Observers are notified between the two.

This means any block of code should know when it’s executing, although observers cannot be sure of their order.

6. In Practice

Today there are five SourceCollections in Shotwell: LibraryPhoto.global (for all photos in library mode), DirectPhoto.global (all photos in direct-edit mode), !Event.global (all events), !Tag.global (all tags), and !Video.global (all videos). They are static members of these classes, reflecting the uniqueness of their members. (They are analogous to the facilities some object-oriented languages have to find all instances of a class, although Shotwell’s SourceCollections are manually maintained. They also do not use weak references, as they are the first and last word on the availability of an instance.)

Every Page has a ViewCollection. In general, Page’s children install ViewManagers to monitor their appropriate SourceCollection, which mean they always display UI representations for whatever they’re interested in, or they mirror a Source object’s internal ViewCollection (as with Tag). Future pages are similarly set up. For example, for a Page to display all photos taken in the current year, the implementation would inherit from CollectionPage (which provides a checkerboard page of Thumbnails for all photos in its ViewCollection) and create a ViewManager to filter on the date. Even if a photo’s date is changed on a separate page, it will be reflected in this hypothetical CurrentYearPage’s ViewCollection.

As mentioned, Tag and Event internally use a ViewCollection to track the PhotoSources assigned to its !EventID (or !TagID). ViewCollection source monitoring allows for this list to always be synchronized. Future work includes having EventPage use ViewCollection’s mirror feature to keep itself synchronized.
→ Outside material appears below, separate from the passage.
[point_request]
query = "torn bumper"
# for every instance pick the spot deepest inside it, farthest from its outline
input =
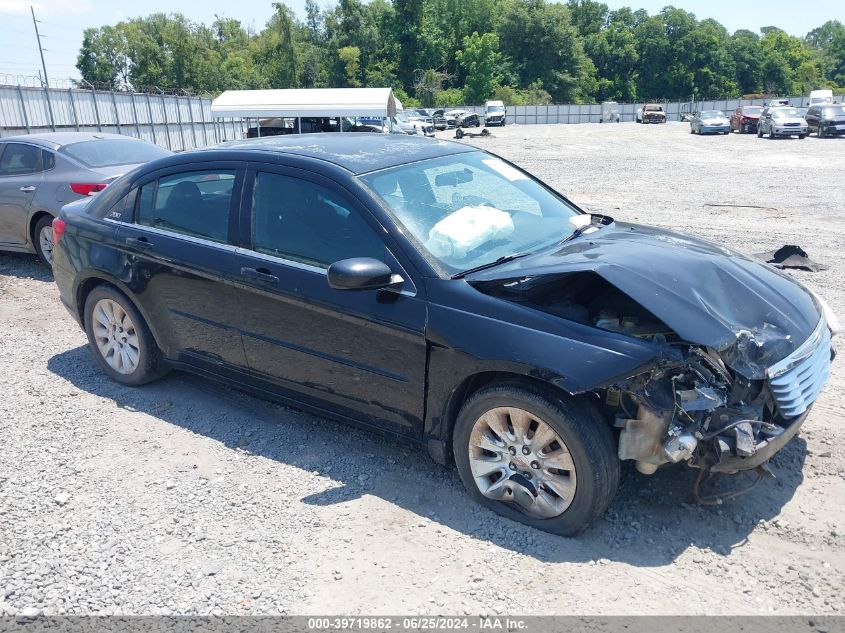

CheckerboardLayout, a widget within the CheckerboardPage, monitors the supplied ViewCollection to update the display in ways appropriate to what’s changed (specifically to avoid a reflow whenever possible). Because the concept of selection is generic to ViewCollection, CheckerboardLayout can implement a drag select on its DrawingArea with other observers of the ViewCollection updating their state when appropriate.

7. Further Work

While much of this architecture is in place, some design decisions were put off until more features either necessitated them or clarified their implementation.

The signal ordering system (notify_* methods) have not been fully implemented in the collection classes. Some of the subclass signal overrides need to be moved to their notify_* counterparts. Some have a notify_* method but no signal, because it is understood that no code exists subscribing to that signal and there is performance overhead with firing it.